FarsiProcessor is a ruby gem to normalize and stem Persian/Farsi text
Normalization is defined as:
- Normalization of arabic kaf to farsi keheh
- Normalization of arabic yeh and arabic alef maksoura to farsi yeh
- Normalization of alef mada, alef with hamza below and alef with hamza above to alef
- Removing TATWIL
- Removing DIACRITICS
Stemming is defined as removing these suffixes (+ suffixes of plural form)

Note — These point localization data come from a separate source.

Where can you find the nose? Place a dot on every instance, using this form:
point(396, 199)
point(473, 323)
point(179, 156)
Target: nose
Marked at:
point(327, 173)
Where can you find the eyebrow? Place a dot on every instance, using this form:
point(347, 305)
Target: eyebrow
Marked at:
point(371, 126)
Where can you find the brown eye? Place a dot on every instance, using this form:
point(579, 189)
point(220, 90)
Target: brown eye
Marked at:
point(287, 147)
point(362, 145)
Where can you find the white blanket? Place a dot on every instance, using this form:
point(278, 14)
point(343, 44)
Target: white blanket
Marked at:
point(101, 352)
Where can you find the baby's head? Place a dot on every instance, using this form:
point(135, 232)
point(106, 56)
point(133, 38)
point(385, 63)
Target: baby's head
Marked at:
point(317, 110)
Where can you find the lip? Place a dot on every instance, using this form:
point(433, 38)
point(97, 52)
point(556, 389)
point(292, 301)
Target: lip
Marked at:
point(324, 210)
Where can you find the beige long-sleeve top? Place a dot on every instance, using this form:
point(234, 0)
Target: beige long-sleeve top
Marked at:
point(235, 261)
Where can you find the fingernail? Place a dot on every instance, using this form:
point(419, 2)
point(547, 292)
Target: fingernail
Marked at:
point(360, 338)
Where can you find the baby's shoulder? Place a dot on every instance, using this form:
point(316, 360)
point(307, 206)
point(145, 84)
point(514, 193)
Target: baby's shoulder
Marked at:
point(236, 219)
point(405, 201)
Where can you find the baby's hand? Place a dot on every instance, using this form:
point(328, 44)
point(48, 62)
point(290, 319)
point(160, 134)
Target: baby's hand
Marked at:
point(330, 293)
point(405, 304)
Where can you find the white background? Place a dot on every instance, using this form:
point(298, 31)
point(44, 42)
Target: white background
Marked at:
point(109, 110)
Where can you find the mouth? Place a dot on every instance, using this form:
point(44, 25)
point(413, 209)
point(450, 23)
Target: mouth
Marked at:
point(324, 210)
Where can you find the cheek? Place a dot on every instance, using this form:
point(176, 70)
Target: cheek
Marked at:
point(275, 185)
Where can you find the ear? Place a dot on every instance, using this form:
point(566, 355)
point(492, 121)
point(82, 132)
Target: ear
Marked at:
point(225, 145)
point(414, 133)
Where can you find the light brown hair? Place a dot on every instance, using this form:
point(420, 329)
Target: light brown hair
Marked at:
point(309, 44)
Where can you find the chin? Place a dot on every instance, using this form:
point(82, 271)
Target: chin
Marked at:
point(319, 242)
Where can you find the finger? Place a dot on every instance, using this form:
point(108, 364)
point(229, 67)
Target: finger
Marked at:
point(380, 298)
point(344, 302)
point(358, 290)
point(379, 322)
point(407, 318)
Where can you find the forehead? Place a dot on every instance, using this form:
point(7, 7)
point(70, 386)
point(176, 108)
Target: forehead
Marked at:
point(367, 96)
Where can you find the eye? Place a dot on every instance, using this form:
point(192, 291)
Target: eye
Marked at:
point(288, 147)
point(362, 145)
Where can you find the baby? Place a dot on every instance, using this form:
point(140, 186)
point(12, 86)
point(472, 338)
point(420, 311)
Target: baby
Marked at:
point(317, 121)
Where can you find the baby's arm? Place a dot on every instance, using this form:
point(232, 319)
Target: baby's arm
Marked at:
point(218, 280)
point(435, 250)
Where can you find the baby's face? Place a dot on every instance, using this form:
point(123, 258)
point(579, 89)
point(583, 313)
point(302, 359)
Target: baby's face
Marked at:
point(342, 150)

Add this line to your application's Gemfile:
gem "farsi_processor"
And then execute:
$ bundle
Or install it yourself as:
$ gem install farsi_processor
require 'farsi_processor'
[1] pry(main)> FarsiProcessor.process("ك")
=> "ک"
[2] pry(main)> FarsiProcessor.process("کتاب ها")
=> "کتاب"
# it supports only and except options
[3] pry(main)> FarsiProcessor.process("ك ي", only: ["ك"])
=> "ک ي"
[4] pry(main)> FarsiProcessor.process("ك ي", except: ["ك"])
=> "ك ی"
[5] pry(main)> FarsiProcessor.process('دخترهای', except: ['های'])
=> "دختره"
# you can choose to just normalize or stem a word,
# they also support an only and except option
[6] pry(main)> FarsiProcessor.normalize("ك")
=> "ک"
[7] pry(main)> FarsiProcessor.stem("کتاب ها")
=> "کتاب"
If you have any issues with farsi_processor which you cannot find the solution, please add an issue on GitHub or fork the project and send a pull request.
The gem is available as open source under the terms of the MIT License.